DTBench: A Synthetic Benchmark for Document-to-Table Extraction
Researchers introduce DTBench, a synthetic benchmark for evaluating large language models on document-to-table extraction tasks. Using a reverse Table2Doc synthesis approach with multi-agent workflows, the benchmark covers 13 subcategories across 5 major capability areas, revealing significant performance gaps and persistent challenges in reasoning and conflict resolution across mainstream LLMs.
DTBench addresses a critical gap in AI evaluation infrastructure by creating a systematic framework for assessing document-to-table extraction capabilities. Rather than relying on costly human-annotated datasets, the researchers employ a novel reverse paradigm that generates synthetic documents from ground-truth tables using multi-agent workflows, enabling scalable benchmark construction with comprehensive capability coverage.
The benchmark's two-level taxonomy approach is methodologically significant because previous evaluation frameworks failed to distinguish between different extraction capabilities. Doc2Table extraction demands diverse competencies including schema alignment, reasoning over implicit information, and conflict resolution—yet existing benchmarks treated these as monolithic tasks. DTBench's granular categorization into 13 subcategories enables researchers to pinpoint specific model weaknesses rather than receiving aggregate scores.
The evaluation results across mainstream LLMs demonstrate substantial performance variance and expose three persistent failure modes: reasoning limitations when documents require multi-step inference, faithfulness issues where models hallucinate table entries, and conflict resolution gaps when source documents contain contradictory information. These findings carry implications for enterprise data extraction applications, where structured output reliability directly impacts downstream SQL-based analytics and business decision-making.
For the AI development community, DTBench establishes a publicly available evaluation standard that should accelerate progress on document understanding. Organizations deploying LLM-based data extraction pipelines can now benchmark solutions against capability-specific metrics rather than relying on proprietary evaluations. The synthetic generation methodology itself provides a reusable template for constructing evaluation benchmarks in other information extraction domains.
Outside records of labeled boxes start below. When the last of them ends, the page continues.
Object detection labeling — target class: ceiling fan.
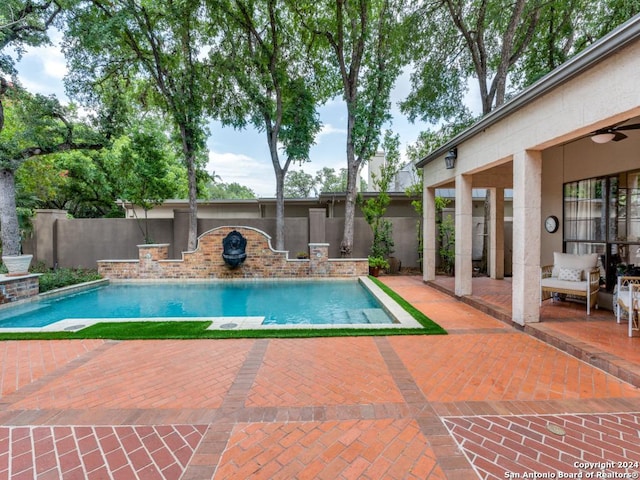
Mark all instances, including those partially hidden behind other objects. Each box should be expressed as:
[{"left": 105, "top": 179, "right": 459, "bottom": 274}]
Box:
[{"left": 590, "top": 123, "right": 640, "bottom": 143}]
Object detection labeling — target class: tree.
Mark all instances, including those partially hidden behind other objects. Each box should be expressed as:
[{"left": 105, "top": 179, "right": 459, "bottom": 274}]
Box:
[
  {"left": 284, "top": 170, "right": 317, "bottom": 198},
  {"left": 402, "top": 0, "right": 544, "bottom": 121},
  {"left": 292, "top": 0, "right": 406, "bottom": 257},
  {"left": 0, "top": 86, "right": 105, "bottom": 255},
  {"left": 360, "top": 130, "right": 401, "bottom": 260},
  {"left": 64, "top": 0, "right": 211, "bottom": 250},
  {"left": 208, "top": 181, "right": 256, "bottom": 200},
  {"left": 511, "top": 0, "right": 640, "bottom": 88},
  {"left": 112, "top": 120, "right": 177, "bottom": 243},
  {"left": 315, "top": 167, "right": 347, "bottom": 193},
  {"left": 210, "top": 0, "right": 325, "bottom": 250},
  {"left": 16, "top": 150, "right": 123, "bottom": 218},
  {"left": 0, "top": 0, "right": 66, "bottom": 255},
  {"left": 315, "top": 167, "right": 367, "bottom": 193}
]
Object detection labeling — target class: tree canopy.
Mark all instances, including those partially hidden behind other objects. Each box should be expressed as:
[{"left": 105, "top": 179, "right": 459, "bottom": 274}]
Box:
[{"left": 64, "top": 0, "right": 211, "bottom": 249}]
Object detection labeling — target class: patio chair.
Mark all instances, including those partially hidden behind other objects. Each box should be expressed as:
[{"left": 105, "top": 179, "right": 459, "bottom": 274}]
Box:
[
  {"left": 615, "top": 275, "right": 640, "bottom": 337},
  {"left": 540, "top": 252, "right": 600, "bottom": 315}
]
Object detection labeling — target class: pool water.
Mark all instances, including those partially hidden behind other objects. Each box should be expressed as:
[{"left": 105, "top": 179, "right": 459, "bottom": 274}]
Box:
[{"left": 0, "top": 280, "right": 393, "bottom": 328}]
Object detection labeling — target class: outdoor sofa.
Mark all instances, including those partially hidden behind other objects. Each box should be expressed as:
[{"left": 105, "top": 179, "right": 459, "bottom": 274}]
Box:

- →DTBench introduces the first capability-aware synthetic benchmark covering 13 subcategories of document-to-table extraction tasks.
- →Mainstream LLMs show substantial performance gaps, particularly in reasoning, faithfulness, and conflict resolution capabilities.
- →The reverse Table2Doc synthesis approach enables scalable benchmark generation without expensive human annotation.
- →The benchmark provides structured evaluation framework applicable to enterprise data extraction and SQL analytics workflows.
- →Publicly available benchmark accelerates research progress on LLM-based information extraction and structured data generation.